Читаем Том 1. Философская эстетика 1920-х годов полностью

С точки зрения физико-математической время и пространство жизни человека суть лишь ничтожные отрезки — слово «ничтожный» интонируется[137] и имеет уже эстетический смысл — единого бесконечного времени и пространства, и, конечно, только это гарантирует их смысловую однозначность и определенность в теоретическом суждении[138], но изнутри человеческой жизни они обретают единственный ценностный центр, по отношению к которому уплотняются, наливаются кровью и плотью[139], начинают видеться и звучать ответственно . Художественное время и пространство, не обратимое и устойчиво архитектоническое, в соотношении с оплотненным временем жизни приобретает эмоционально-волевую тональность и включает , как таковые, и вечность, и вне-временность, и границы , и бесконечность, и целое, и часть; все эти слова для философа имеют ценностный вес, т. е. эстетизованы. Ясно, что мы говорим здесь не о содержательном, а именно о формальном упорядочении временного и пространственного целого, не только фабулическом[140], но и эмпирико-формальном моменте. И внутреннее время фабулы, и внешнее время ее передачи, и внутреннее пространство видения, и внешнее пространство изображения имеют ценностную тяжесть — как окружение и кругозор[141] и как течение жизни смертного человека. Если бы человек не был смертен, эмоционально-волевой тон[142] этого протекания, этих: раньше и позже, еще и уже, теперь и тогда, всегда и никогда и тяжесть и значительность звучащего ритма были бы погашены. Уничтожьте момент жизни смертного человека, и погаснет ценностный свет всех ритмических и формальных моментов.
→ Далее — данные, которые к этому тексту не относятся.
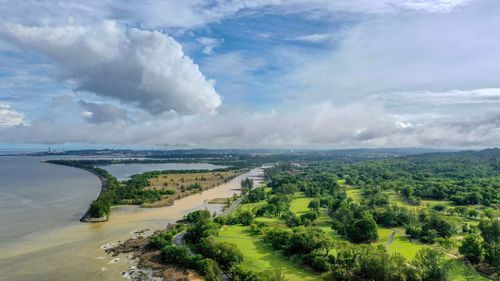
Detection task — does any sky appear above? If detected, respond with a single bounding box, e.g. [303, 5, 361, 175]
[0, 0, 500, 148]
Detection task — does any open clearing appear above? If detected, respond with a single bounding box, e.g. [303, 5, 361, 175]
[143, 170, 243, 207]
[216, 225, 321, 281]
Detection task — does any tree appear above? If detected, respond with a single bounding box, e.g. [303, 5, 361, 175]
[241, 178, 253, 189]
[262, 269, 288, 281]
[186, 210, 211, 223]
[412, 248, 447, 281]
[346, 213, 378, 243]
[237, 210, 255, 225]
[307, 199, 320, 211]
[458, 235, 481, 264]
[202, 259, 220, 281]
[199, 238, 243, 270]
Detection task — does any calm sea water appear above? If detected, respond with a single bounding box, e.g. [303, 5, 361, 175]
[101, 163, 225, 180]
[0, 156, 262, 281]
[0, 156, 100, 247]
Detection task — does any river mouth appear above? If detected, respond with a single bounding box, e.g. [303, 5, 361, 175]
[0, 165, 262, 281]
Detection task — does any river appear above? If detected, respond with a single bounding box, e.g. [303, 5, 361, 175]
[0, 156, 262, 281]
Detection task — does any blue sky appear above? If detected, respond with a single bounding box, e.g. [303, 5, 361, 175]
[0, 0, 500, 147]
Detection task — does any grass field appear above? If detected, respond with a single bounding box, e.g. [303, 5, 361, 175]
[448, 260, 490, 281]
[216, 225, 322, 281]
[290, 194, 312, 215]
[143, 170, 242, 207]
[346, 188, 363, 203]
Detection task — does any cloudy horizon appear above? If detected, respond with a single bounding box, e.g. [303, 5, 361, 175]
[0, 0, 500, 148]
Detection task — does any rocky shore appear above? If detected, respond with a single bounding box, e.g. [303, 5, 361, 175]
[102, 229, 203, 281]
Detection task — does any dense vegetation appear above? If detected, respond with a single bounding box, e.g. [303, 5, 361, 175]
[48, 160, 244, 218]
[51, 149, 500, 281]
[201, 150, 500, 280]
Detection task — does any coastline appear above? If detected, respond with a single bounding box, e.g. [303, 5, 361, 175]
[42, 160, 252, 223]
[0, 164, 262, 281]
[42, 160, 109, 223]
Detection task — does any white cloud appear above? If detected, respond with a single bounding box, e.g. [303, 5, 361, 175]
[0, 0, 473, 29]
[0, 97, 500, 147]
[78, 100, 129, 124]
[196, 37, 224, 55]
[290, 33, 339, 43]
[0, 103, 24, 127]
[0, 21, 221, 114]
[283, 1, 500, 102]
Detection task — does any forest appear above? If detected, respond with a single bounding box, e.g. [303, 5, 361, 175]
[146, 149, 500, 281]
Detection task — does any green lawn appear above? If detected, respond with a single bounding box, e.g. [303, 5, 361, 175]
[377, 226, 393, 245]
[346, 188, 363, 203]
[290, 193, 313, 215]
[216, 225, 322, 281]
[448, 260, 490, 281]
[255, 214, 285, 226]
[385, 232, 426, 260]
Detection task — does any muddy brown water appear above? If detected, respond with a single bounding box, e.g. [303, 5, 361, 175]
[0, 155, 262, 281]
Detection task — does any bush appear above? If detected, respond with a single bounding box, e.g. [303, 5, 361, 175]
[198, 238, 243, 270]
[458, 235, 482, 264]
[346, 213, 378, 243]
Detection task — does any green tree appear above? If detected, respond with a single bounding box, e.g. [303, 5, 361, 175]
[412, 248, 447, 281]
[458, 235, 481, 264]
[347, 212, 378, 243]
[262, 269, 288, 281]
[307, 199, 320, 212]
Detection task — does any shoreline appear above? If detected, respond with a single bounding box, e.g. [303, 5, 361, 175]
[41, 160, 109, 223]
[41, 160, 252, 223]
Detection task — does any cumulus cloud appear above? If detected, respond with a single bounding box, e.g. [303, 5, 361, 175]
[196, 37, 224, 55]
[0, 21, 221, 114]
[78, 100, 129, 124]
[0, 97, 500, 147]
[0, 103, 24, 127]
Дело здесь, конечно, не в математически определенной длительности человеческой жизни (библейские 70 лет)[143], она могла бы быть любой, важно лишь, что есть термины[144] — границы жизни и кругозора — рождение и смерть, — только наличность этих терминов и всего обусловленного ими создает эмоционально-волевую окраску течения времени ограниченной жизни и <1 нрзб.> пространства — отражение усилия и напряжения смертного человека; и сами вечность и безграничность получают ценностный[145] смысл лишь в соотнесении с детерминированной жизнью[146].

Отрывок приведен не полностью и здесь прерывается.